Split URL Testing

Split URL testing is an A/B testing approach where each variant is hosted on a separate URL, with traffic divided between the original page and one or more alternative pages — also called a redirect test.

Split URL testing (also called a redirect test) is a form of A/B testing where each variant lives on a completely separate URL. Instead of injecting changes into a page via JavaScript, visitors are silently redirected — server-side — to a different URL based on which variant they've been assigned.

The original page might be /landing, and the test variant might be /landing-v2. A visitor assigned to the variant is redirected to /landing-v2 before the page renders, with no visible change to the browser address bar.

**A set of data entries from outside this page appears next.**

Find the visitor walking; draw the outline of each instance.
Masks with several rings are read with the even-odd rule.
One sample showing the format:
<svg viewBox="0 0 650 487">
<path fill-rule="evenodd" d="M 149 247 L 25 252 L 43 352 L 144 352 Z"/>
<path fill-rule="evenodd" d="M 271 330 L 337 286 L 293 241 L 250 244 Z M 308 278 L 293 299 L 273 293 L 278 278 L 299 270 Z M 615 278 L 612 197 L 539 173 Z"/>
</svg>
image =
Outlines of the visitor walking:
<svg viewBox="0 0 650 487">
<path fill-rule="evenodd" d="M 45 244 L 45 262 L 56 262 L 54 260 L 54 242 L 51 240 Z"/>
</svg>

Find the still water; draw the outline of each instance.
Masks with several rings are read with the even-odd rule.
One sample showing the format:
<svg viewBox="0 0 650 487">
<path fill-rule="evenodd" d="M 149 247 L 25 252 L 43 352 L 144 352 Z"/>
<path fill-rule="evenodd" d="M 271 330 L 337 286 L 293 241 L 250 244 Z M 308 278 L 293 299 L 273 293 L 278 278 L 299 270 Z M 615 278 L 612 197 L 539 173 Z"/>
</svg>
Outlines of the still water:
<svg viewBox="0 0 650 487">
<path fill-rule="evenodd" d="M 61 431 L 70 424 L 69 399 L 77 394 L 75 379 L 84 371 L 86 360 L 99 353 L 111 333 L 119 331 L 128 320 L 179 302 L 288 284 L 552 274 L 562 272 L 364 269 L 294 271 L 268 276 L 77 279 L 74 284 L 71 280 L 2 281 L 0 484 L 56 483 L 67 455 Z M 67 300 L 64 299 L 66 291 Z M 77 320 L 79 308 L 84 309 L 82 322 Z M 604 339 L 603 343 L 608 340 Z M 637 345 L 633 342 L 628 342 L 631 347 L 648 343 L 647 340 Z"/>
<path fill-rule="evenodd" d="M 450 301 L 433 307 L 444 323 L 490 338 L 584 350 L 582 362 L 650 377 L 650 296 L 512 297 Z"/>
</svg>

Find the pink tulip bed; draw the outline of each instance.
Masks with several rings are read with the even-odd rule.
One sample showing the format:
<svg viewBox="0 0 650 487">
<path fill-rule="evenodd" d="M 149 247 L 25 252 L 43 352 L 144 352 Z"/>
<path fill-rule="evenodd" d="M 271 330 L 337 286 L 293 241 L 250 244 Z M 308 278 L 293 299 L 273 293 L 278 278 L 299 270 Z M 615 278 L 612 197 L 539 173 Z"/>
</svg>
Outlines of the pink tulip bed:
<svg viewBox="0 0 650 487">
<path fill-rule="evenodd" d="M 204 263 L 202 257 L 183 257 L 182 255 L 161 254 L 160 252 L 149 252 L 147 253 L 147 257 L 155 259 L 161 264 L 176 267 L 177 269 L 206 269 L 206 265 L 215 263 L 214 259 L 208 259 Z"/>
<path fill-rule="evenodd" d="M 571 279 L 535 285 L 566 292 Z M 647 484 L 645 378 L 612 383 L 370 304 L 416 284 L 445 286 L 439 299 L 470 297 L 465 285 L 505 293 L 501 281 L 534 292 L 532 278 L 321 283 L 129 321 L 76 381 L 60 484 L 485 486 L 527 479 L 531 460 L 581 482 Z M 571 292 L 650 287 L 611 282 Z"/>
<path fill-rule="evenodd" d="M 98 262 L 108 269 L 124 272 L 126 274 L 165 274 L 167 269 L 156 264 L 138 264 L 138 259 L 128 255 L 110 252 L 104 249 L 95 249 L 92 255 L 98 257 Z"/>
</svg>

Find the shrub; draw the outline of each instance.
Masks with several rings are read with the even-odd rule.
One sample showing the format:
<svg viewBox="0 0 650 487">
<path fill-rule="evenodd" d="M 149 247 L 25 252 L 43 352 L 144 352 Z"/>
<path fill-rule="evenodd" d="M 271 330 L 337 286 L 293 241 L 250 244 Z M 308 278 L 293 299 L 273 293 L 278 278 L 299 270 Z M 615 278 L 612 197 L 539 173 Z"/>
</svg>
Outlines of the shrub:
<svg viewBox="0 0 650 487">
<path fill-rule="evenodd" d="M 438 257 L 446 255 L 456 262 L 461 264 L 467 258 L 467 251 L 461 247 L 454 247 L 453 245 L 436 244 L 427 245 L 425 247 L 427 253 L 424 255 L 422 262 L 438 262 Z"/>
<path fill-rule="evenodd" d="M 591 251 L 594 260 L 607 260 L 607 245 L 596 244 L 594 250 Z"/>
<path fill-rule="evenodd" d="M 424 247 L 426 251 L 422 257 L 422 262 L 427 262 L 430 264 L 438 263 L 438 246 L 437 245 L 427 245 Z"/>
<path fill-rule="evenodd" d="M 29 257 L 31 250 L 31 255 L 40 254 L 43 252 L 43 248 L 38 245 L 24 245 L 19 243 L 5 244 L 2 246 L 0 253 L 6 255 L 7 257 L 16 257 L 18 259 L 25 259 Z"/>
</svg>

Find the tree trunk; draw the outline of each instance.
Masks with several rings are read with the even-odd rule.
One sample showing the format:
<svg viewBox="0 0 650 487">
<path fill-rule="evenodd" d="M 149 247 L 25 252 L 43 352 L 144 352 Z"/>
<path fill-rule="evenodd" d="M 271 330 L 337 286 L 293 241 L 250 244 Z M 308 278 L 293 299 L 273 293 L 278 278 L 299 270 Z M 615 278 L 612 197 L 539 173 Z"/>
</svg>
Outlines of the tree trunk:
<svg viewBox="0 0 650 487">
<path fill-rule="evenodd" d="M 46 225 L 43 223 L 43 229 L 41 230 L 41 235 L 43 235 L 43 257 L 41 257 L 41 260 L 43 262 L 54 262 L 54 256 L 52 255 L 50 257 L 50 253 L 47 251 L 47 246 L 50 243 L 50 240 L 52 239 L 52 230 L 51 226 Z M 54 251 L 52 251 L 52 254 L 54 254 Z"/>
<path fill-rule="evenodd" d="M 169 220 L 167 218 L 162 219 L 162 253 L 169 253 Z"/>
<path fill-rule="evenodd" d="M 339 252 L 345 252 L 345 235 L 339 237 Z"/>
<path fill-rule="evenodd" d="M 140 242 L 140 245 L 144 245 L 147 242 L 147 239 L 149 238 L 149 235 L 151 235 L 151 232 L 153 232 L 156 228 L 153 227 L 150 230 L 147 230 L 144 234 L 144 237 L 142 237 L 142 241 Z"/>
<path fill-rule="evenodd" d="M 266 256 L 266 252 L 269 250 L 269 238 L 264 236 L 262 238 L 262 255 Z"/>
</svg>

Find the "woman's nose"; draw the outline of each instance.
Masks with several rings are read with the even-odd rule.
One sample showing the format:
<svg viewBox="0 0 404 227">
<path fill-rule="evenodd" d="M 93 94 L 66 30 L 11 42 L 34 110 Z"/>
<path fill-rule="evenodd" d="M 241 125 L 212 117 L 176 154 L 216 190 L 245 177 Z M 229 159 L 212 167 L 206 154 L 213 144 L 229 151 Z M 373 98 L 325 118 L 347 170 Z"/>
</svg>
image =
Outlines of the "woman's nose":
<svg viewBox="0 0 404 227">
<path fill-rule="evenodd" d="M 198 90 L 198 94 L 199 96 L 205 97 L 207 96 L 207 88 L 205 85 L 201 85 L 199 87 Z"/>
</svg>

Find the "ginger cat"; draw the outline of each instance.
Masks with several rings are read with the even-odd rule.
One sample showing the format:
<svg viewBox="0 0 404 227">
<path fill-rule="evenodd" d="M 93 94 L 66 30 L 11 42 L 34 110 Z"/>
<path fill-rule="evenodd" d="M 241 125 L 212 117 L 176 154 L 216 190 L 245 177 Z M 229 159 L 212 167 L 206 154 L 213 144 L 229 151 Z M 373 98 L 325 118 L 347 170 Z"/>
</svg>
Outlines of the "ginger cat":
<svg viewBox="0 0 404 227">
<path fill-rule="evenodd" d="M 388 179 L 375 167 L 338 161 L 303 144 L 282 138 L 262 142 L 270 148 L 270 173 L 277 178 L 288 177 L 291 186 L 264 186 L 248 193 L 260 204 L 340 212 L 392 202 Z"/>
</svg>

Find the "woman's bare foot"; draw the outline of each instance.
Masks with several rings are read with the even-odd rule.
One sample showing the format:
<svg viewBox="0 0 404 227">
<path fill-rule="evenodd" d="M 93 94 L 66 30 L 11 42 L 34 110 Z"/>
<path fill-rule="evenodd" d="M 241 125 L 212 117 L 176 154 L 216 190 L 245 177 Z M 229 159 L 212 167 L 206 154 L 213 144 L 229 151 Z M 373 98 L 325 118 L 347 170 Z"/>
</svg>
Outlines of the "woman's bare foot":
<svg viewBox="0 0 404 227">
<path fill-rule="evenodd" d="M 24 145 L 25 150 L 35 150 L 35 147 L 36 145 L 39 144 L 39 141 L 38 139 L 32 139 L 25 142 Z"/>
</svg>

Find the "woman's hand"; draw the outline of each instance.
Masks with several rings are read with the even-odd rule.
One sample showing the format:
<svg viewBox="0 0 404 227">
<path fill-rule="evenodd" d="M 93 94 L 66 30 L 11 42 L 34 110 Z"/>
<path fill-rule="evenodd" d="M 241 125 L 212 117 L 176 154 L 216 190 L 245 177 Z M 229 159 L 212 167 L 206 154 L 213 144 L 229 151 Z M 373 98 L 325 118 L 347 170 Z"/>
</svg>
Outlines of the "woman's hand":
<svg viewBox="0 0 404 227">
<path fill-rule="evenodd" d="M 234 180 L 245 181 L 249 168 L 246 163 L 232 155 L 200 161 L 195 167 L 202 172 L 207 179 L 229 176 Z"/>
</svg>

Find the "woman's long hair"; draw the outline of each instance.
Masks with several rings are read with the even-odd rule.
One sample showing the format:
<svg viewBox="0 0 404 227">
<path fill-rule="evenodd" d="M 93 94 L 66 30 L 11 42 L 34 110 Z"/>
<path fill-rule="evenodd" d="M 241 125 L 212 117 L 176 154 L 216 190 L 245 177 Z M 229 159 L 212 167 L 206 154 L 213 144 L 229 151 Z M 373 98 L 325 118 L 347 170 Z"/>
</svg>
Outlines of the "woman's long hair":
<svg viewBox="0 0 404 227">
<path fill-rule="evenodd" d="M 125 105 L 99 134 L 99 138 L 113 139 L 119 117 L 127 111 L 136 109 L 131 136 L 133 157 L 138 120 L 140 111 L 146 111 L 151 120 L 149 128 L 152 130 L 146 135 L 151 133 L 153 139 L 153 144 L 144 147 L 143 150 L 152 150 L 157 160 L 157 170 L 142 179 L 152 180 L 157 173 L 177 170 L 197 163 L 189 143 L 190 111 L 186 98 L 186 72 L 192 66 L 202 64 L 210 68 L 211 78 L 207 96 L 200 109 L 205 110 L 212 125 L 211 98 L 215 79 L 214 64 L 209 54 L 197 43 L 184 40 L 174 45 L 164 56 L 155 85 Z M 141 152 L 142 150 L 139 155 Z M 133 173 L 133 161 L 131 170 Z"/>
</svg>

How It Differs from Standard A/B Testing

Standard A/B testing modifies the existing page via a JavaScript snippet after it loads. The visitor lands on the same URL; the testing platform adjusts the DOM before it's visible. This works well for smaller changes — headlines, button colors, copy tweaks — but struggles with large structural differences.

Split URL testing is better when:

  • The variant requires a fundamentally different layout or template — full redesigns, new page frameworks, or entirely different content structures
  • You want to eliminate the flicker effect — since no client-side DOM manipulation occurs, there's no flash of the original content before the variant appears
  • Your team has built fully separate pages — comparing /v1 vs. /v2 is operationally easier than managing heavy JavaScript-based modifications

Common Use Cases

  • Full page redesigns — Testing a completely new page template against the existing one
  • Different URL structures — Comparing /pricing-detailed against /pricing-simple
  • Platform migrations — Testing a new CMS-built or framework-built page before committing to a full migration
  • Dedicated landing pages per ad group — Running separate pages per campaign and comparing performance in aggregate

SEO Considerations

Split URL tests require care around indexability. If a variant page gets crawled and indexed, it creates duplicate content issues and can dilute ranking signals. Standard precautions:

  1. Add a canonical tag on variant pages pointing back to the original URL
  2. Set noindex on variants for the duration of the test
  3. Redirect the loser to the winner URL after the test concludes, then remove the losing page

Split URL vs. Server-Side Testing

Server-side testing also avoids flicker — but it delivers variant content from the same URL by branching logic before the response is sent. Split URL testing is a specific implementation where traffic physically navigates to a separate location. Server-side is cleaner from an SEO standpoint; split URL is easier to implement without server-level code changes.